"Bewilderment," | Reviewed by Bill Winkler
Richard Powers’ 2018 Pulitzer Prize-winning novel “The Overstory” was a vast work with a multitude of characters and twining story arcs. Powers’ most recent novel, “Bewilderment,” is more intimate and limited in scope, but emotionally more stirring and, sadly, more pessimistic.
“Bewilderment” tells the story of Theo Byrne, a recently widowed University of Wisconsin astrobiologist, and his son, Robin. Theo writes software to detect evidence, in the spectral lines of light emitted from vastly distant exoplanets, of conditions conducive to life.
Nine-year-old Robin is intellectually gifted but socially challenged. Theo is frequently called to Robin’s school to deal with increasingly intense outbursts, culminating in his determination to home-school the child, even though that will mean limiting his ability to teach and pursue his research.

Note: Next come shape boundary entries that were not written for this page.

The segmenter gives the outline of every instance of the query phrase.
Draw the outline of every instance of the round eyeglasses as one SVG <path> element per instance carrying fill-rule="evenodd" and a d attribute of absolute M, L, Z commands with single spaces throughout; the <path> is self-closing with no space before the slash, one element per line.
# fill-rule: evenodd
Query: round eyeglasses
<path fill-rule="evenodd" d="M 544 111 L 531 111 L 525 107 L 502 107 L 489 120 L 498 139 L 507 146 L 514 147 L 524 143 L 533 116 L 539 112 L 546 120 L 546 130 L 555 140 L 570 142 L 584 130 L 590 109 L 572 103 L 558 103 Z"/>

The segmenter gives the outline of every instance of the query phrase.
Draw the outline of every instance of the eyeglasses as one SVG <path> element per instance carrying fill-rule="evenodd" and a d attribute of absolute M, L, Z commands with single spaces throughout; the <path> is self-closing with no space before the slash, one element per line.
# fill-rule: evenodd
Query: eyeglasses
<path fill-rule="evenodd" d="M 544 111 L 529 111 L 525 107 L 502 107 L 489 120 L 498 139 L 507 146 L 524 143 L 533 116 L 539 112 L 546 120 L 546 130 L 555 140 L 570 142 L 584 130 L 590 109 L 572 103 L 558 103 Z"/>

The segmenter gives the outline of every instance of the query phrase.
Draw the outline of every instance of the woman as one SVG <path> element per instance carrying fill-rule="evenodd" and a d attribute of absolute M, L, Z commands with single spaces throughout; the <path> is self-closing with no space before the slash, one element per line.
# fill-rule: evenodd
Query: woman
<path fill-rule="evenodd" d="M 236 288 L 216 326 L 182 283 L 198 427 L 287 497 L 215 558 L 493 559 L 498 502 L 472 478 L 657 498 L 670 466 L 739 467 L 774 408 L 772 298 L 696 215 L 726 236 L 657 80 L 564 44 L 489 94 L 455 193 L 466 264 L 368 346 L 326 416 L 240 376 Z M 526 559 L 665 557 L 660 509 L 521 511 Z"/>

A colleague of Theo’s approaches him asking permission to enroll Robin in a research study involving the use of a highly modified MRI scanner to map and modify brainwave patterns. Theo, initially skeptical, eventually agrees. In the past he has rejected recommendations to place Robin on medications, and he feels that this might be a reasonable and less invasive approach.
What Theo is not told is that his research colleague will be using brain patterns archived from his late wife, Robin’s mother, to modify the child’s behavior. As the sessions proceed Robin makes encouraging progress, but Theo gradually grows aware that his son is showing traits that had been unique to his mother.
Theo’s work, and that of many of his university colleagues, is heavily dependent on funding from a federal government increasingly disparaging of scientific research that appears to have no immediate practical use. Ultimately Theo and many of his fellow researchers find their grants have been discontinued. Robin’s sessions in the scanner come to an end, and he shows signs of regression to his former state, leading to a predictably disastrous outcome.
Richard Powers’ novels are constructed of a blend of human interactions and scientific descriptions, much of them factual, some of them speculative. He never permits the science to overwhelm the human elements but employs it to build emotional tension but not always resolution.
Readers who enjoyed “The Overstory” will be likely to appreciate this most recent work with its skillful use of descriptive prose, although some may find its description of an increasingly authoritarian state to be too close to reality.